BauO Wr §60 Abs1 lite;
BauO Wr §71;
BauO Wr §85 Abs4;
BauO Wr §85 Abs5;
BauO Wr §60 Abs1 lite;
BauO Wr §71;
BauO Wr §85 Abs4;
BauO Wr §85 Abs5;

 

Spruch:

Die Beschwerde wird als unbegründet abgewiesen.

Die beschwerdeführende Partei hat der Bundeshauptstadt Wien Aufwendungen in der Höhe von EUR 381,90 binnen zwei Wochen bei sonstiger Exekution zu ersetzen.

Begründung

Die beschwerdeführende Partei ist Eigentümerin des Grundstückes Nr. 112/2 Baufläche, Schenkenstraße 12/Löwelstraße 14, der Liegenschaft EZ 1058 Grundbuch 01004 Innere Stadt. Mit Eingabe vom 17. Mai 2002 beantragte die beschwerdeführende Partei die Erteilung der Baubewilligung gemäß § 70 Bauordnung für Wien betreffend die Errichtung von Werbeanlagen. Für das Beschwerdeverfahren von Bedeutung ist die (bereits) über dem Dachfirst des Hauses montierte Werbeschrift, die in der technischen Beschreibung des Einreichplanes wie folgt verbal beschrieben wird:

"Ein Schriftzug 'ÖGV' 1250 mm hoch und ein 'VB'-Logo, 2000 mm hoch, Gesamtlänge 7070 mm in Rahmenwannenausführung, aus Aluminiumblech, thermolackiert, mit vorderseitiger, blauer Acrylglasabdeckung, ausgeleuchtet mit inneliegendem Neonrohr, montiert mittels thermolackierter Grundschiene."

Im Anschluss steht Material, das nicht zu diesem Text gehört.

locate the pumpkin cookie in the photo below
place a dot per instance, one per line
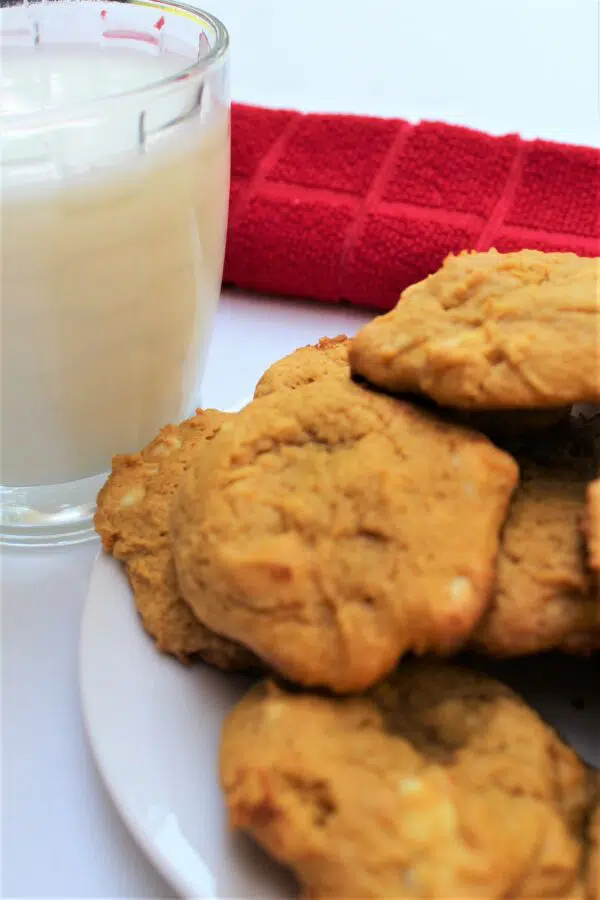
(331, 529)
(594, 851)
(492, 331)
(132, 520)
(543, 596)
(437, 783)
(592, 524)
(329, 357)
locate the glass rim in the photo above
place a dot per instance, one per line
(80, 107)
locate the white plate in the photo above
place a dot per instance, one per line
(154, 729)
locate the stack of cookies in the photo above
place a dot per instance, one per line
(427, 487)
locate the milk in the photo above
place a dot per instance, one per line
(110, 276)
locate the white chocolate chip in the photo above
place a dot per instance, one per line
(410, 786)
(460, 589)
(132, 497)
(167, 445)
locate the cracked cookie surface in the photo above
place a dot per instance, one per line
(325, 359)
(543, 596)
(592, 524)
(492, 331)
(332, 529)
(437, 783)
(132, 520)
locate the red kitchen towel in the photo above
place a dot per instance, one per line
(338, 207)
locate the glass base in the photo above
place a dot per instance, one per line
(53, 514)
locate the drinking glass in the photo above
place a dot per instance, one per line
(114, 168)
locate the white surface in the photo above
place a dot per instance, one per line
(527, 64)
(154, 727)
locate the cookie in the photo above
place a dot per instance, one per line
(593, 866)
(327, 358)
(492, 331)
(332, 529)
(437, 783)
(132, 520)
(592, 524)
(543, 597)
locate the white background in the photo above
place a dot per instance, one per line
(502, 65)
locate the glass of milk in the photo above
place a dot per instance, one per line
(114, 184)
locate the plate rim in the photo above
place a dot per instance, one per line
(141, 835)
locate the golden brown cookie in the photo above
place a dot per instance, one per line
(592, 524)
(329, 357)
(593, 866)
(492, 331)
(543, 596)
(331, 529)
(437, 783)
(132, 520)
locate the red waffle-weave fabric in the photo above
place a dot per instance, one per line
(338, 207)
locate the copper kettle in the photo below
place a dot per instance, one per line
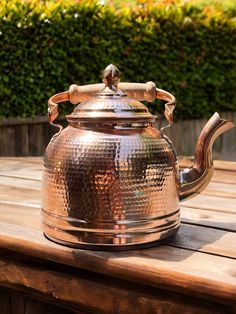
(110, 179)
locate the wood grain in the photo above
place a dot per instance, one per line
(197, 238)
(165, 267)
(86, 293)
(214, 203)
(208, 218)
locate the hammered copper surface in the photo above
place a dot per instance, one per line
(101, 182)
(111, 180)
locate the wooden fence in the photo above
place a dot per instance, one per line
(29, 137)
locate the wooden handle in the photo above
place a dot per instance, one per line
(140, 91)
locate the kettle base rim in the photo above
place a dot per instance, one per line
(144, 239)
(114, 247)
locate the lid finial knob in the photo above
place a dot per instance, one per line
(111, 76)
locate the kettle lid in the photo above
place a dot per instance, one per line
(111, 103)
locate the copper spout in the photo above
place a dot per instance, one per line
(195, 179)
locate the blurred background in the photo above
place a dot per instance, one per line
(186, 47)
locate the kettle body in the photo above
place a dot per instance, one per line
(105, 188)
(111, 180)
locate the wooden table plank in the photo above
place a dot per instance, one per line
(190, 272)
(208, 218)
(199, 261)
(189, 237)
(214, 203)
(86, 292)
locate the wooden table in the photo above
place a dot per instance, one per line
(194, 273)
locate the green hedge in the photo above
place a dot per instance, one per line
(188, 49)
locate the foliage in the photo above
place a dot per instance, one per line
(186, 47)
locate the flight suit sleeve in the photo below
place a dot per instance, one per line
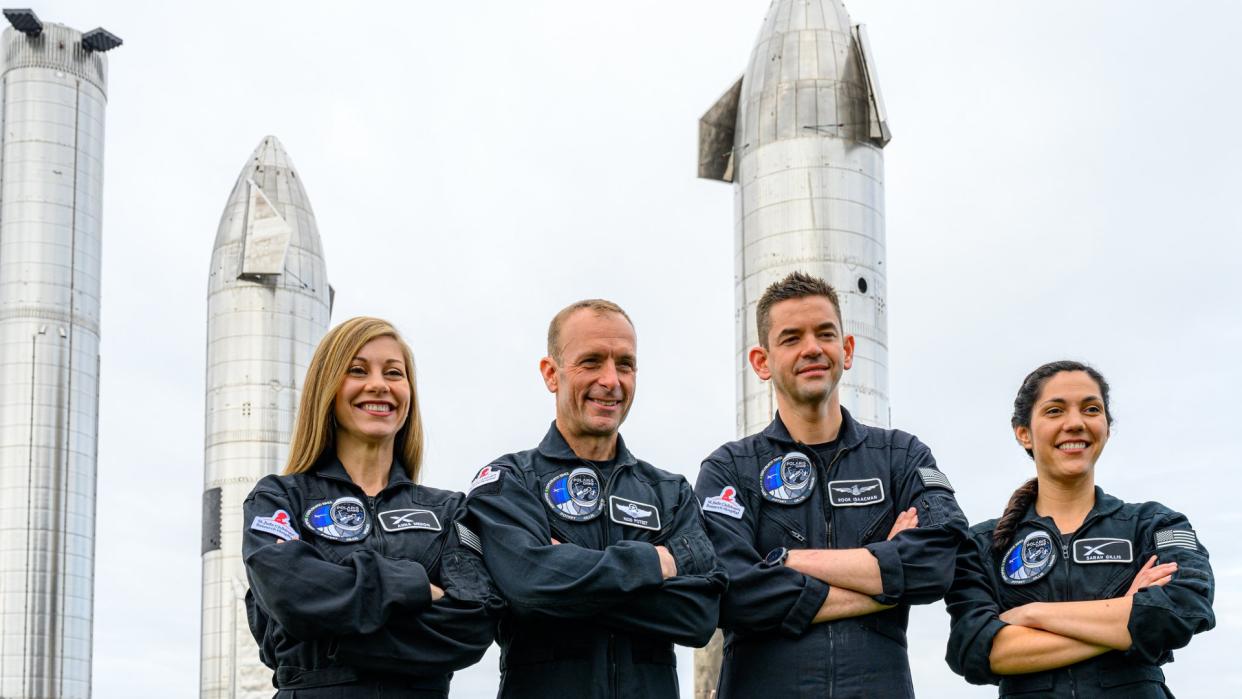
(758, 599)
(684, 608)
(915, 566)
(534, 575)
(1165, 617)
(313, 597)
(974, 613)
(450, 635)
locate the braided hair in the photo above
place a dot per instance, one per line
(1027, 395)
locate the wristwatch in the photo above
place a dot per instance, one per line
(775, 558)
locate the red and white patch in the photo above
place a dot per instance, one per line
(277, 525)
(485, 476)
(725, 503)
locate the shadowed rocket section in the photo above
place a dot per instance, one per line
(268, 304)
(800, 135)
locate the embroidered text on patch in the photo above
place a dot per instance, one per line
(1103, 550)
(725, 503)
(410, 518)
(856, 493)
(485, 476)
(1181, 538)
(632, 513)
(277, 525)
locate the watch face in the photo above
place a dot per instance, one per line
(776, 556)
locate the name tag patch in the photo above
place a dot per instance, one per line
(403, 520)
(632, 513)
(788, 479)
(343, 519)
(725, 503)
(1103, 551)
(856, 493)
(277, 525)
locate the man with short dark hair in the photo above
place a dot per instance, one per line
(602, 558)
(827, 528)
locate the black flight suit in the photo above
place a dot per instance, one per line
(770, 646)
(348, 613)
(1098, 561)
(593, 616)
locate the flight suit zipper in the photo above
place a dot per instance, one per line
(827, 518)
(614, 679)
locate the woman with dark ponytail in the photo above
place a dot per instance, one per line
(1073, 592)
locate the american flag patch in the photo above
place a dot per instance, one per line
(468, 538)
(1184, 538)
(933, 478)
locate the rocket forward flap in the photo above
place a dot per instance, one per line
(266, 237)
(877, 114)
(716, 135)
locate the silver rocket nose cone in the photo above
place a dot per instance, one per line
(270, 153)
(268, 195)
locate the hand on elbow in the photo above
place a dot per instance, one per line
(667, 564)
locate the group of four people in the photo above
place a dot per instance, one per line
(805, 543)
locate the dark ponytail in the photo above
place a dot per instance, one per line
(1027, 395)
(1019, 502)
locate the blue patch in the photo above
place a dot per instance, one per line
(1030, 559)
(343, 519)
(574, 494)
(788, 479)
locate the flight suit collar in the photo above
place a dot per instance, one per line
(850, 436)
(1104, 505)
(557, 448)
(330, 467)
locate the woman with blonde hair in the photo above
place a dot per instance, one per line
(363, 582)
(1073, 592)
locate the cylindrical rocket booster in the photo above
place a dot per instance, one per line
(800, 134)
(268, 304)
(54, 91)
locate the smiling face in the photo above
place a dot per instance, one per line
(373, 400)
(594, 376)
(806, 351)
(1068, 426)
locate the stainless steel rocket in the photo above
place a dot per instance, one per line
(801, 135)
(54, 83)
(268, 304)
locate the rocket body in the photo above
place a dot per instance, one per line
(268, 304)
(52, 98)
(801, 138)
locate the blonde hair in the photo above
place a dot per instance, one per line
(316, 428)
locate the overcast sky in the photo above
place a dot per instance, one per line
(1062, 183)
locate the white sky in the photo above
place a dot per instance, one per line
(1060, 185)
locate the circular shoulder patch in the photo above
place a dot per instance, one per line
(574, 494)
(788, 479)
(343, 519)
(1030, 559)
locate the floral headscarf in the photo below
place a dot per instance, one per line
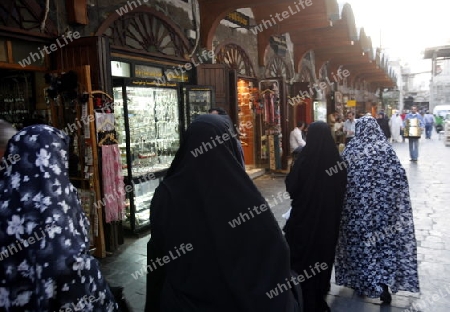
(45, 263)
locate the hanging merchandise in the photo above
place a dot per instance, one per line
(113, 185)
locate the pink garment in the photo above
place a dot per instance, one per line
(113, 185)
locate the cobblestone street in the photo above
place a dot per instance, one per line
(429, 180)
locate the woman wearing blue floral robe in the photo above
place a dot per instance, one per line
(45, 262)
(377, 247)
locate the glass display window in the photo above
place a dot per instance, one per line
(147, 123)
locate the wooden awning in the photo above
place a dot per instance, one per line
(316, 27)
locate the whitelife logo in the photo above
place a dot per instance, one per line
(34, 56)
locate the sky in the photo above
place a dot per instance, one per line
(405, 28)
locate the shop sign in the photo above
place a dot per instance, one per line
(173, 75)
(144, 71)
(143, 83)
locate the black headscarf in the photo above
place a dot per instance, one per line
(229, 268)
(44, 233)
(316, 185)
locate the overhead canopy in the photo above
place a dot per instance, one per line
(441, 51)
(312, 25)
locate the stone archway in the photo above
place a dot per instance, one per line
(146, 31)
(235, 57)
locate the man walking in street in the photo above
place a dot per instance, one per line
(428, 118)
(6, 132)
(296, 137)
(414, 141)
(349, 127)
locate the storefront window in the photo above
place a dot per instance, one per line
(3, 55)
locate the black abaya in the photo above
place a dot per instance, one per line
(228, 268)
(317, 194)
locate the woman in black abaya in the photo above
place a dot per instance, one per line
(316, 185)
(229, 265)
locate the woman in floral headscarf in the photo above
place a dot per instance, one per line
(45, 263)
(377, 247)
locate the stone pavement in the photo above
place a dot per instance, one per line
(429, 180)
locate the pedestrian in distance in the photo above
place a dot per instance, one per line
(377, 248)
(413, 140)
(349, 127)
(428, 119)
(384, 125)
(317, 194)
(297, 136)
(44, 232)
(222, 112)
(396, 124)
(6, 132)
(234, 255)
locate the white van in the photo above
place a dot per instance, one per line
(441, 110)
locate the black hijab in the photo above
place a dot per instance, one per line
(317, 194)
(229, 268)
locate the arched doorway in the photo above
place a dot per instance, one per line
(245, 85)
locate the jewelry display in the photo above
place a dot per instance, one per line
(153, 127)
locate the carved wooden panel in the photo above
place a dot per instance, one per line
(236, 58)
(143, 31)
(276, 67)
(25, 15)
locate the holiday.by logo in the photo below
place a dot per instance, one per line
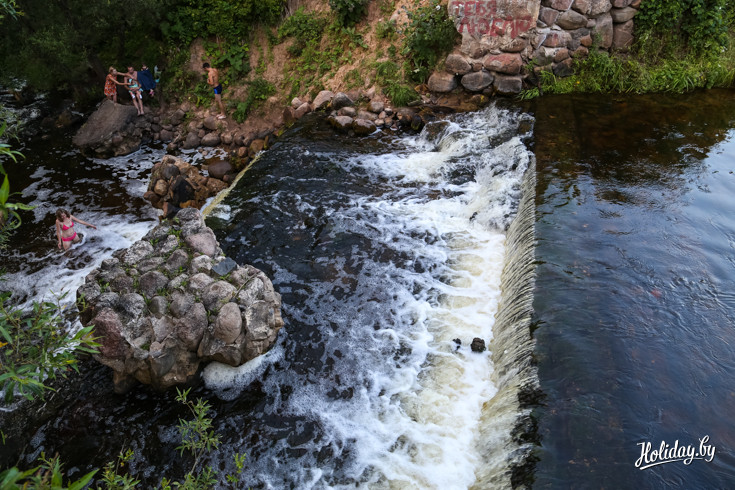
(676, 453)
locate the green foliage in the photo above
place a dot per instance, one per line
(349, 12)
(34, 347)
(231, 20)
(233, 56)
(430, 35)
(259, 91)
(114, 481)
(654, 67)
(388, 74)
(702, 25)
(400, 94)
(305, 28)
(309, 71)
(10, 8)
(386, 29)
(197, 438)
(46, 476)
(9, 217)
(54, 44)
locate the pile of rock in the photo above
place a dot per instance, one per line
(501, 38)
(346, 117)
(176, 184)
(173, 301)
(112, 130)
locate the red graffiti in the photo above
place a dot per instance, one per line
(494, 26)
(483, 18)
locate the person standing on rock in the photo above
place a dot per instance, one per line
(213, 81)
(65, 228)
(131, 80)
(111, 84)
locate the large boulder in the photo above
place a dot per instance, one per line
(112, 130)
(177, 183)
(188, 310)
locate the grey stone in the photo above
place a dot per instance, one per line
(442, 82)
(151, 282)
(137, 252)
(228, 325)
(323, 99)
(204, 243)
(363, 127)
(224, 267)
(621, 15)
(341, 100)
(506, 85)
(217, 294)
(457, 65)
(158, 306)
(571, 20)
(477, 81)
(342, 123)
(376, 106)
(210, 139)
(201, 263)
(180, 303)
(190, 329)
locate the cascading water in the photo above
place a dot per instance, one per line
(388, 252)
(407, 257)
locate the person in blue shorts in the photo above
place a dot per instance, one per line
(213, 81)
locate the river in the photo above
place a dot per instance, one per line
(588, 240)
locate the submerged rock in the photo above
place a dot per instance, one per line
(111, 130)
(171, 323)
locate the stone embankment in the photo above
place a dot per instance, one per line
(506, 44)
(172, 302)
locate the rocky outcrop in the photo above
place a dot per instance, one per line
(172, 302)
(176, 184)
(500, 38)
(113, 129)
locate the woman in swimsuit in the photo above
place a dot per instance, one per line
(131, 80)
(111, 84)
(65, 228)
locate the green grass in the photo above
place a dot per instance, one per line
(654, 65)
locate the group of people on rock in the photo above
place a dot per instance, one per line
(137, 82)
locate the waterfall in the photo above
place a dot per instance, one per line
(507, 415)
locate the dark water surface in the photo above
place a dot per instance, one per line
(635, 292)
(388, 248)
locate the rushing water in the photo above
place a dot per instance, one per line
(599, 272)
(635, 288)
(388, 253)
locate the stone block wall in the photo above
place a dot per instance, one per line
(501, 39)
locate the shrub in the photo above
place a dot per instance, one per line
(259, 91)
(349, 12)
(35, 347)
(702, 24)
(304, 27)
(430, 35)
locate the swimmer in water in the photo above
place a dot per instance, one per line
(65, 228)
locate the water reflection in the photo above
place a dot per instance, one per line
(634, 289)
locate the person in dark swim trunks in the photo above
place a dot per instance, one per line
(65, 228)
(213, 81)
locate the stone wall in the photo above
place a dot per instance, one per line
(501, 39)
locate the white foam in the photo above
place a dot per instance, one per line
(412, 417)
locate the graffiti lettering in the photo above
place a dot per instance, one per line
(494, 26)
(489, 18)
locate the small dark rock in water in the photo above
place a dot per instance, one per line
(478, 345)
(224, 267)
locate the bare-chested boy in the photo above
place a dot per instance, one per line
(213, 81)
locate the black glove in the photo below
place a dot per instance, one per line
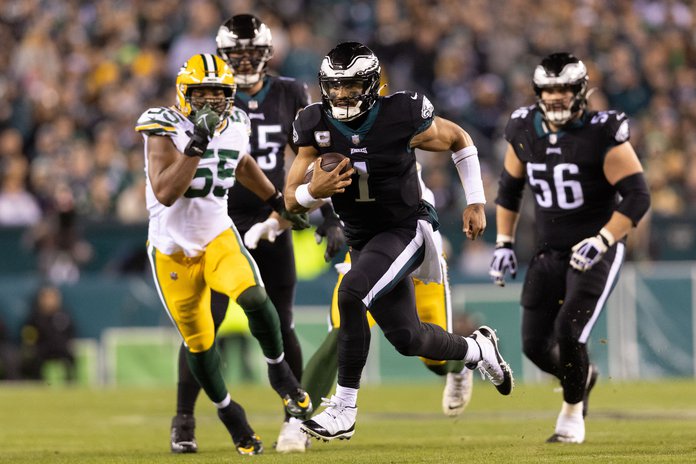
(332, 229)
(204, 122)
(299, 221)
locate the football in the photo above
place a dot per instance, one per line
(329, 161)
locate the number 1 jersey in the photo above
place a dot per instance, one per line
(385, 190)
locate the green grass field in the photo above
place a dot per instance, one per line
(628, 423)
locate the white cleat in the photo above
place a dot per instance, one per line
(457, 393)
(336, 421)
(291, 439)
(569, 429)
(492, 364)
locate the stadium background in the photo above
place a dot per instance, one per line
(76, 75)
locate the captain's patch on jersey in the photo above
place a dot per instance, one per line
(323, 138)
(427, 109)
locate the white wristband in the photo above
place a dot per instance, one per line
(304, 198)
(469, 171)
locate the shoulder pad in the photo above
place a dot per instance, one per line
(159, 121)
(518, 119)
(305, 123)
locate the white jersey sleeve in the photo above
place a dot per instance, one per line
(200, 214)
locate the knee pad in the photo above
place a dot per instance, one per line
(252, 297)
(404, 340)
(354, 283)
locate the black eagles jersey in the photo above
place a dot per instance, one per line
(385, 191)
(564, 171)
(271, 112)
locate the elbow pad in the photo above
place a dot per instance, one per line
(510, 191)
(635, 197)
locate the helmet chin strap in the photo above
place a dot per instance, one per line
(247, 80)
(346, 113)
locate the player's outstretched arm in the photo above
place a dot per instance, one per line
(169, 170)
(443, 135)
(302, 197)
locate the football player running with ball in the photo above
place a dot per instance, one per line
(245, 43)
(388, 227)
(577, 163)
(193, 154)
(433, 304)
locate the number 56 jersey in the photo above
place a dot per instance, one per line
(565, 172)
(200, 214)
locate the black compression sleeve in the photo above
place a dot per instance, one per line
(635, 196)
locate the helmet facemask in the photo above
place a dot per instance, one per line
(205, 71)
(349, 79)
(221, 102)
(561, 71)
(246, 44)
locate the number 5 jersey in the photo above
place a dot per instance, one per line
(200, 214)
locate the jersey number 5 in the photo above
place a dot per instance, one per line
(568, 191)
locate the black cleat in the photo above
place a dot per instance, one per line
(591, 381)
(183, 438)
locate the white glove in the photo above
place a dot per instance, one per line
(266, 230)
(342, 268)
(590, 251)
(504, 260)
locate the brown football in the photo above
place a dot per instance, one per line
(329, 161)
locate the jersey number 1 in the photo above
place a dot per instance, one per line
(363, 176)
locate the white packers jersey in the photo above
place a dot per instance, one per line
(200, 214)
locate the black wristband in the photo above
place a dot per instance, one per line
(198, 142)
(277, 202)
(327, 210)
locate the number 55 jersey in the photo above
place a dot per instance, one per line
(200, 214)
(565, 172)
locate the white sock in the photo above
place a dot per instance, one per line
(473, 351)
(277, 360)
(571, 409)
(349, 396)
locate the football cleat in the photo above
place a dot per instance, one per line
(183, 438)
(336, 421)
(592, 375)
(291, 439)
(492, 364)
(298, 403)
(569, 429)
(249, 445)
(457, 393)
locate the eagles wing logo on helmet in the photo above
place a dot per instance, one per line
(562, 70)
(349, 79)
(246, 45)
(205, 71)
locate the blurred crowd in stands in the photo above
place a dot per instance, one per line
(76, 75)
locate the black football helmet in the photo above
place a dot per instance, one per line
(353, 67)
(561, 70)
(245, 37)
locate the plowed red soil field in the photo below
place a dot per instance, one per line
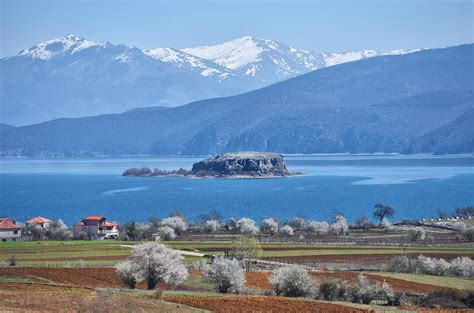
(260, 304)
(107, 278)
(83, 277)
(356, 258)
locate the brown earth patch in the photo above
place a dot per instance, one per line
(76, 258)
(260, 304)
(395, 283)
(83, 277)
(42, 299)
(375, 258)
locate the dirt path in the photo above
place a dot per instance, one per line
(261, 304)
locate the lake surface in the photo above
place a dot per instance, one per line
(74, 188)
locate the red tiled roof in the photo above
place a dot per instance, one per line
(8, 223)
(38, 219)
(94, 217)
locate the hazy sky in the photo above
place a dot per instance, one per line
(310, 25)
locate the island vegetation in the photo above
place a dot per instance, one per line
(228, 165)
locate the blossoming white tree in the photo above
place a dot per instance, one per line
(166, 233)
(463, 266)
(175, 222)
(128, 273)
(212, 226)
(270, 226)
(340, 225)
(247, 226)
(228, 274)
(287, 230)
(154, 262)
(292, 281)
(320, 228)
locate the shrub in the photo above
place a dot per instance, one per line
(292, 281)
(363, 291)
(463, 266)
(385, 224)
(363, 222)
(199, 265)
(400, 264)
(227, 274)
(82, 236)
(469, 234)
(334, 290)
(287, 230)
(166, 233)
(247, 247)
(13, 260)
(156, 263)
(298, 223)
(459, 226)
(270, 226)
(176, 223)
(417, 234)
(445, 298)
(384, 292)
(246, 226)
(59, 231)
(128, 274)
(212, 226)
(432, 266)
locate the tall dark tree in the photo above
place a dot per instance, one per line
(382, 211)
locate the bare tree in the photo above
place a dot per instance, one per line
(156, 263)
(249, 248)
(269, 225)
(226, 273)
(292, 281)
(129, 273)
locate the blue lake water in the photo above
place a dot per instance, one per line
(73, 188)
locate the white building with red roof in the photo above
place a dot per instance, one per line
(96, 227)
(9, 230)
(39, 220)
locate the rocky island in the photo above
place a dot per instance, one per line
(227, 165)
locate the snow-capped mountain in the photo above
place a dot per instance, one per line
(71, 76)
(68, 44)
(264, 60)
(270, 61)
(190, 62)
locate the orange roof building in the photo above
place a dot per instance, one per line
(96, 227)
(9, 230)
(38, 220)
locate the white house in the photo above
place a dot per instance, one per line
(9, 230)
(96, 227)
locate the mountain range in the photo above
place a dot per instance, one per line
(422, 102)
(74, 77)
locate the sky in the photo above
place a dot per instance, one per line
(334, 26)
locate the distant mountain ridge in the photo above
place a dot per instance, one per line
(421, 102)
(73, 77)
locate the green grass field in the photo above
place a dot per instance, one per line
(442, 281)
(109, 253)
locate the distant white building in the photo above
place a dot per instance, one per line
(9, 230)
(96, 227)
(39, 220)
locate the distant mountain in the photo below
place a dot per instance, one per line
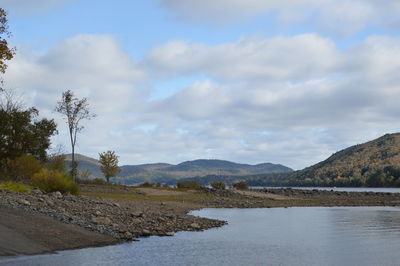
(162, 172)
(374, 163)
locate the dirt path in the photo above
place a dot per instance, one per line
(263, 195)
(160, 192)
(31, 233)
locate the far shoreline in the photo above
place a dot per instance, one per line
(116, 214)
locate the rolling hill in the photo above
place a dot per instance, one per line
(374, 163)
(162, 172)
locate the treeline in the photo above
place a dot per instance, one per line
(24, 141)
(387, 176)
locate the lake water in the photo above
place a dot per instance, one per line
(276, 236)
(348, 189)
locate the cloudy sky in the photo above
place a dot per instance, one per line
(251, 81)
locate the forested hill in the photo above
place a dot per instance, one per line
(374, 163)
(162, 172)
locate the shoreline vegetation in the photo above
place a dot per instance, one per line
(109, 214)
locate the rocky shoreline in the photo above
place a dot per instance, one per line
(166, 212)
(121, 220)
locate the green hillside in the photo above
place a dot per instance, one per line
(375, 163)
(167, 173)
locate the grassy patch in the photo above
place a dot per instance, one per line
(16, 187)
(134, 196)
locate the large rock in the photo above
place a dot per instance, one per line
(195, 226)
(101, 220)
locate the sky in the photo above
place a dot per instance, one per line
(250, 81)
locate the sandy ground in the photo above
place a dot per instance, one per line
(263, 195)
(31, 233)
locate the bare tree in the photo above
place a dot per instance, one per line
(6, 53)
(74, 110)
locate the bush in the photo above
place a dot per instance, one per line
(147, 184)
(240, 185)
(189, 185)
(50, 181)
(15, 187)
(218, 185)
(21, 168)
(57, 163)
(95, 181)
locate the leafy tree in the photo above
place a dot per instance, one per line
(240, 185)
(21, 132)
(6, 53)
(74, 110)
(218, 185)
(109, 164)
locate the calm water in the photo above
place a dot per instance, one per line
(280, 236)
(349, 189)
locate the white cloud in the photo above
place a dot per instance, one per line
(279, 58)
(291, 100)
(342, 17)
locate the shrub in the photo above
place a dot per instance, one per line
(218, 185)
(147, 184)
(15, 187)
(189, 185)
(95, 181)
(21, 168)
(50, 181)
(240, 185)
(57, 163)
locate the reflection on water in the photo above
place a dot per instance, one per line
(280, 236)
(348, 189)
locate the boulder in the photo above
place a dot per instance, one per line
(24, 202)
(195, 226)
(128, 235)
(101, 220)
(57, 194)
(145, 232)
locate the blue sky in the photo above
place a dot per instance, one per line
(250, 81)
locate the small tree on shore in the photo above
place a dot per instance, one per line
(218, 185)
(240, 185)
(6, 53)
(109, 164)
(74, 110)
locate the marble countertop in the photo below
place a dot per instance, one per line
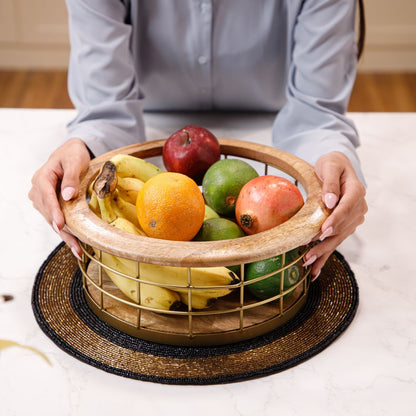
(369, 370)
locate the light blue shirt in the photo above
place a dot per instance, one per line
(296, 58)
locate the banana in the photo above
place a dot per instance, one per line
(176, 277)
(116, 213)
(150, 295)
(129, 188)
(134, 167)
(125, 209)
(200, 276)
(93, 204)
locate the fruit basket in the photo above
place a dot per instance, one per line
(232, 318)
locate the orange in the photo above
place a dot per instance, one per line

Die Magistratsabteilung 19 (MA 19) führte in ihrer fachkundigen Stellungnahme vom 12. November 2001 aus, dass das 1879 bis 1880 von Architekt C. Schumann erbaute Haus der beschwerdeführenden Partei im örtlichen Stadtbild als Bestandteil des im Zusammenhang mit dem Burgtheater einheitlich geplanten Häuserblocks Löwelstraße 14 bis 18 wirke. Nach dem Umbau und der Fassadeninstandsetzung von 1999-2000 sei eine kleine, in die Attika integrierte(s) Werbeschrift bzw. Logo einvernehmlich mit der MA 19 geplant worden. Die nunmehr über dem Dachfirst montierte intensiv leuchtende Werbeschrift "V-ÖGV" beeinträchtige und störe die optische Wirkung des gegenständlichen Hauses und des geschützten Ringstraßenensembles in der Umgebung des Burgtheaters. In ihrem von der Baubehörde erster Instanz angeforderten Gutachten vom 24. Juli 2002 präzisierte die MA 19, dass das Gebäude Bestandteil der Schutzzone Innere Stadt sei. Im örtlichen Stadtbild nehme das Haus an der Platzfront hinter dem Burgtheater eine außerordentlich prominente Stelle ein. Die Fassade wirke im Gefüge Burgtheater, Rathaus bzw. Rathauspark und im Bereich des Dr. Karl Lueger-Ringes als Blickfang. Auch der Architektur des Hauses komme im Zusammenspiel mit dem gesamten Ensemble eine prägende Bedeutung zu. Bei der Bauverhandlung am 15. März 2002 sei der beschwerdeführenden Partei bereits mitgeteilt worden, dass die MA 19 in Schutzzonen und speziell im Bereich der Ringstraße und der Inneren Stadt als nunmehr anerkanntem Weltkulturerbe keine aggressiven und besonders exponierten bzw. groß dimensionierten Werbeanlagen zulassen wolle. Die gegenständliche Werbeanlage dominiere, bedingt durch ihre Größe und markante Position, die Dachlandschaft des Hauses. Diese gestalterische Beeinträchtigung und deren Fernwirkung im Zusammenhang mit der städtebaulich sensiblen Lage führe zu einer Störung des örtlichen Stadtbildes im Sinne des § 85 Bauordnung für Wien. Die Werbeanlage entspreche nicht den stadtgestalterischen Intentionen in Schutzzonen und könne daher nicht akzeptiert werden.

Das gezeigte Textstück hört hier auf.